Гностики, допуская идею о бессмертии души, отрицали возможность телесного воскресения и, не будучи в состоянии отвергнуть ясное учение Писания о воскресении, на вопрос: чтó же собственно воскреснет при «кончине века»? — прибегали к иносказательному разъяснению слова воскресение и разумели под ним исход души из тела и переход ее к высшему ведению (Tertullianus. De resurectione carnis.19). В этом отношении интересен отрывок О воскресении (Περὶ ἀναστάσεως), обнаруженный в Парижском кодексе так называемых параллельных мест Иоанна Дамаскина, в котором он приводится под именем Юстина[11]: «Если бы воскресение было только духовное, — пишет автор данного отрывка, — то сам [Христос], воскреснув, должен был отдельно показать тело лежащее, отдельно душу существующую. Но этого Он не сделал, а воскресил тело, в себе самом подтверждая обетование жизни. Для чего же Он восстал в пострадавшей плоти, как не для того, чтобы показать воскресение плоти? И желая удостоверить в этом, когда ученики Его не верили, что Он истинно восстал телом, когда они видели и сомневались, — Он сказал им: “Еще ли не веруете? Видите, это — Я” (Лк.24:38-39. — Р.Х.). И предоставил им осязать себя и показал следы гвоздей на руках. И когда вполне познали, что Он и в теле находится перед ними, пригласили Его есть с ними, чтобы и через это несомненно убедиться, что Он истинно воскрес телесно.

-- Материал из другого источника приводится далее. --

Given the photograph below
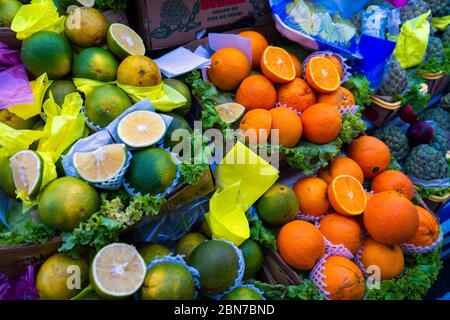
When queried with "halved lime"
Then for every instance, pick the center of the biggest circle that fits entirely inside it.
(230, 112)
(27, 168)
(102, 164)
(117, 271)
(140, 129)
(124, 41)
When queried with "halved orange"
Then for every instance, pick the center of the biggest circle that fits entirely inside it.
(277, 65)
(322, 75)
(347, 196)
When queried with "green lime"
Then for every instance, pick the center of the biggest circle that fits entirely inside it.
(60, 89)
(59, 277)
(47, 52)
(105, 103)
(218, 265)
(151, 171)
(8, 10)
(154, 251)
(182, 88)
(168, 281)
(242, 293)
(7, 181)
(253, 257)
(189, 242)
(95, 64)
(66, 202)
(117, 271)
(278, 205)
(178, 122)
(86, 27)
(124, 41)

Тогда Он вкусил меда и рыбы. Таким образом показал им, что истинно есть воскресение плоти. Он, желая показать — ибо, по Его словам (ср. Ин.14:2-3; Флп.3:20. — Р.Х.), “на небе житие наше” — и то, что не невозможно плоти взойти на небо, вознесся пред глазами их на небо, как был во плоти» (De resurrectione.9).

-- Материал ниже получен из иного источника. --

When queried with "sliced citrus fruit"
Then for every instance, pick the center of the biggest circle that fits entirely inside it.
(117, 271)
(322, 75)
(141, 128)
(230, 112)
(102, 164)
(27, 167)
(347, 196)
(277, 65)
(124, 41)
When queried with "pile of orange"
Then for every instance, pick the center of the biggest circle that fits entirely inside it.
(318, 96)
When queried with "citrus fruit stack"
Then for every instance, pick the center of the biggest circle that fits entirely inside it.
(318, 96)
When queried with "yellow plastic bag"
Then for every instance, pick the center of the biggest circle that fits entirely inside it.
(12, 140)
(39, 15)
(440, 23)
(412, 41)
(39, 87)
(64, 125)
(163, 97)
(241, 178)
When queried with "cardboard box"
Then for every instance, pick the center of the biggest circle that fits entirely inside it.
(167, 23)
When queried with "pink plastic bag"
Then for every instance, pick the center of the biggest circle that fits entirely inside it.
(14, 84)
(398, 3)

О других гностических учениях повествует все тот же Ириней в первой книге Ἔλεγχος καὶ ἀνατροπὴ τῆς ψευδωνύμου γνώσεως. Например, учение Карпократа было близко к идее Платона о переселении душ (Iren.Haer.I..20:1-4[25:1-6]). Кроме того, Карпократ и его последователи учили, что «Иисус родился от Иосифа и был подобен рожденным людям (τὸν δὲ Ἰησοῦν ἐξ Ἰωσὴφ γεγενῆσθαι, καὶ ὅμοιον τοῖς ἀνθρώποις γεγονότα)», но отличался от них тем, что «душа Его, твердая и чистая (ψυχὴν αὐτοῦ εὔτονον καὶ καθαρὰν)», хорошо понимала то, что она видит «в сфере нерожденного Бога (ἐν τῇ μετὰ τοῦ ἀγεννήτου θεοῦ περιφορᾷ)» (Iren.Haer.I.20:1[25:1]). Ириней также сообщает, что последователи Карпократа «имеют частью нарисованные, частью из другого материала изготовленные изображения, говоря, что образ Христа сделан был Пилатом в то время, когда Иисус жил с людьми (formam Christi factam a Pilato, illo in tempore quo fuit Jesus cum hominibus)». Карпократиане украшали их венцами и выставляли вместе «с изображениями мирских философов (cum imaginibus mundi philosophorum), именно с изображением Пифагора, Платона, Аристотеля и прочих», оказывая им, как язычники, знаки почтения (Iren.Haer.I.20:4[25:6]).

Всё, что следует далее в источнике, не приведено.